Currently we have several Xcache instances in operation. Most of them are one-off configurations used for specific use cases. Load measurements on these are of interest, but we can learn only little about which setup would be needed to support a typical T2 without persistent storage. Therefore it is necessary to conduct systematic studies that reflect the usage patterns as we observe them with reference hardware setups that can be used to estimate realistically the capacity of the cache services needed when we transition to diskless T2s. 

The storage usage patterns are known from the data popularity logs kept by ATLAS and CMS. From these we can already by simulation of the data access activities get a good approximation of the required size of a site cache and the fraction between data from cache and the overall average bandwidth. 
For ATLAS the access pattern to the last step in the analysis chain, the ntuples, are available to the site only. While this is unfortunate it isn’t a fundamental problem and the impact of these can addressed in the same way as will be described for those data accesses for which logs are available. 
It is clear that the access patterns will evolve over time, therefore a system is needed that can test the impact of arbitrary patterns. 
By the study of logs alone we don’t learn what setup is needed to handle the given load since the cache has to carry out several additional operations that aren’t related to moving data. Therefore it is necessary to measure the performance of a cache with realistic loads.

 The system needed has to be made of three components: 
Load Generator (LG)
Cache layer   (C)
Data Source   (DS)

The Load Generator mimics the behaviour of the WNs on the site by reading data through the Cache from the Data Source. This is best done by using the data access logs as a program to steer the LGs. For the cache simulations these have already been extracted for individual sites. Since the LGs do nothing more than read the data with the average bandwidth of a given workload as many as the bandwidth of the physical WN permits can be run on a node. Time can be compressed, by adding more LGs and therefore advancing through the data more quickly.

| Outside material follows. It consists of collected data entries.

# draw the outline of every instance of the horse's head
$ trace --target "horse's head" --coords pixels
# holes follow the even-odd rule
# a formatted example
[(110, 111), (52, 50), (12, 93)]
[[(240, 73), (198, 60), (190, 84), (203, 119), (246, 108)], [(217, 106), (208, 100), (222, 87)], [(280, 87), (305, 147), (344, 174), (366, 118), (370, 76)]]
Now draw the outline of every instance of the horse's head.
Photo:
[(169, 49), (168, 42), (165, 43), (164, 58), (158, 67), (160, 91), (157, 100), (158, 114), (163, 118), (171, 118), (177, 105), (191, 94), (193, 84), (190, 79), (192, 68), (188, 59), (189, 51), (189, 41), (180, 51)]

The Cache layer (C)  is an instance of the caching software to be evaluated. This should be initially installed on a reference node type that corresponds to a typical storage node. 

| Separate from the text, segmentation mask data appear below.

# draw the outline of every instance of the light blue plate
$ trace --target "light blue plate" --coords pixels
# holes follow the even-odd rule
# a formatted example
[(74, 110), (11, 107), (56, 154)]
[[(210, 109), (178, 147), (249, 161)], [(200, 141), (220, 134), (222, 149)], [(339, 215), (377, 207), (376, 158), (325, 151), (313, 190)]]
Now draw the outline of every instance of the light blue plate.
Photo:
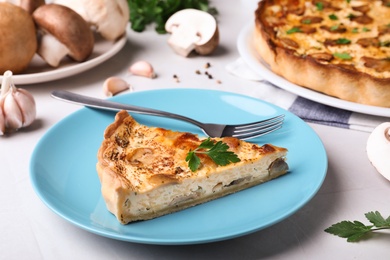
[[(290, 172), (278, 179), (190, 209), (148, 221), (121, 225), (106, 209), (95, 170), (105, 128), (115, 113), (83, 108), (53, 126), (30, 162), (32, 185), (55, 213), (92, 233), (147, 244), (196, 244), (249, 234), (275, 224), (305, 205), (327, 171), (324, 146), (301, 119), (275, 105), (234, 93), (162, 89), (136, 92), (115, 101), (163, 109), (214, 123), (245, 123), (285, 114), (282, 129), (252, 139), (286, 147)], [(202, 132), (187, 123), (133, 115), (146, 125)]]

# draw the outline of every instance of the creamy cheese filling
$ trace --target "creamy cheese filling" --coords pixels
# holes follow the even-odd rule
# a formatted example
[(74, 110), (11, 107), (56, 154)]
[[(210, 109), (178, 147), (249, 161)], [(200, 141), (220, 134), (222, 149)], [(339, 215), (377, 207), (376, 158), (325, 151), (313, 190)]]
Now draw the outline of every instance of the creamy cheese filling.
[(229, 167), (209, 176), (189, 178), (181, 183), (160, 186), (145, 193), (131, 193), (124, 202), (124, 215), (148, 215), (164, 209), (179, 207), (200, 200), (212, 199), (220, 194), (240, 190), (240, 187), (269, 180), (269, 166), (277, 156), (270, 156), (261, 163)]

The Data Source is a modified Storage Element. When a file is opened and read the DS sends an arbitrary pattern of data as a response. This allows with very few nodes, without any storage to emulate the data delivery capability of a large storage system without storing the data. The integrated bandwidth of the DSs has to exceed the bandwidth of the Cache. 


The load on the Cache node will be monitored, either by prmon or by other suitable tools.

To measure the capability of the Cache the active LGs will be increased until one of the resources used by the Cache is saturated. 
Impact of the number of discs and type of discs as well as different network connectivity can be explored. Also different versions and cache implementations can compared in a quantitative way.